Ces sanctions de nature pénale ne doivent pas être prises à la légère, ce d’autant plus qu’elles peuvent être rendues publiques et ainsi causer un lourd préjudice d’image à la société qui les subit[11].
3/ Intermédiaire en biens divers
Enfin, et c’est là une des opportunités offertes par le e-commerce, il est désormais possible de proposer à la vente des produits dits d’investissement et en l’occurrence des biens matériels pouvant présenter à la revente, à moyen terme, une plus-value intéressante. C’est le cas notamment de certaines pierres (précieuses ou non précieuses) d’antiquités, d’œuvres d’art, ou encore de biens de « collection ».
Si cette activité peut sembler des plus normales, elle est en fait de plus en plus réglementée, à mesure qu’elle donne lieu à des abus (AMF SAN 2014-02 publiée le 8 avril 2014 (dite « Marble art ») ; AMF SAN 2013-17 (dite « Solabios »)).

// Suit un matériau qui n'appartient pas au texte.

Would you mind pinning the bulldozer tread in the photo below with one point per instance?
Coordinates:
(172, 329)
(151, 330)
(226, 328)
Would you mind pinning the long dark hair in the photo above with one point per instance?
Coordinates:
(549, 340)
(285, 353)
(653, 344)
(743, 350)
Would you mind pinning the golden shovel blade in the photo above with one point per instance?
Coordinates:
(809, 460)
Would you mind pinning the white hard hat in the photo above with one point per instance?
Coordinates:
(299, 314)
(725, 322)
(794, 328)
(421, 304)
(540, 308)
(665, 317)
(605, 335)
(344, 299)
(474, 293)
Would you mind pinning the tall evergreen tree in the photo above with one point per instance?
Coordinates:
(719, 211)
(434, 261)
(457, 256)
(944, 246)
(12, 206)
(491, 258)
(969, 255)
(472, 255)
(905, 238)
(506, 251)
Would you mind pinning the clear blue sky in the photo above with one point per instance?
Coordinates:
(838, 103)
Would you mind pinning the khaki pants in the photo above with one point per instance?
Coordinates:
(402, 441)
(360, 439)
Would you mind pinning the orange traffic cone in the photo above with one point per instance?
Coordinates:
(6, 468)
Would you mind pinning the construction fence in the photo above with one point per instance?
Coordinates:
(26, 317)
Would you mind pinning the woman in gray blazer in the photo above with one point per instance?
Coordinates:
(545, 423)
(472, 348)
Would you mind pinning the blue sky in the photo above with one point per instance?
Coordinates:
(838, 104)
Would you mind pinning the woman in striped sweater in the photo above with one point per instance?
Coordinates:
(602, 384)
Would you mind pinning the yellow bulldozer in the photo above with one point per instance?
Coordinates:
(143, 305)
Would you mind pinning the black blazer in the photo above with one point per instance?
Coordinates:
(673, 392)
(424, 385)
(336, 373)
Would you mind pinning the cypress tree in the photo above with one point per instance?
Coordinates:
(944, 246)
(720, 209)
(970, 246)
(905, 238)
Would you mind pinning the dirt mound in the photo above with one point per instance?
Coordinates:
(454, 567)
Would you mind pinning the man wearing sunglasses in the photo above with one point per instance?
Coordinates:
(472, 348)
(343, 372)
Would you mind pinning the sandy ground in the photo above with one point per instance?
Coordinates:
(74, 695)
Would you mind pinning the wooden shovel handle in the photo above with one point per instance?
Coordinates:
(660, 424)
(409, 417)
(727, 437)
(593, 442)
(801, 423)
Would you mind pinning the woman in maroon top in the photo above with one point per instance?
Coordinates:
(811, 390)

En effet, les sociétés dédiant leur activité à ce type de ventes pouvant offrir une perspective de plus-value plus ou moins certaine sont susceptibles d’être considérées comme des « intermédiaires en biens divers », qui font l’objet de multiples contrôles de la part de l’AMF (pour en savoir plus, consultez l’article Placements atypiques, intermédiaires en biens divers : l’AMF veille ![12]).
Les intermédiaires en bien divers peuvent être soumis à deux régimes distincts.
Le premier régime est le régime « normal » du I de l’article L.550-1 du CMF. Il est réservé aux sociétés qui proposent directement ou indirectement, à titre habituel, à un ou plusieurs clients, d’acquérir des droits sur des biens mobiliers ou immobiliers.
Lorsque ces sociétés proposent d’assurer elles-mêmes la gestion des biens achetés et offrent une faculté d’échange ou reprise et la revalorisation du capital investi, elles peuvent se voir appliquer ce régime. Par extension, ce régime « normal » peut aussi être appliqué aux personnes qui recueillent des fonds à cette fin et celles qui se chargent de la gestion desdits biens[13].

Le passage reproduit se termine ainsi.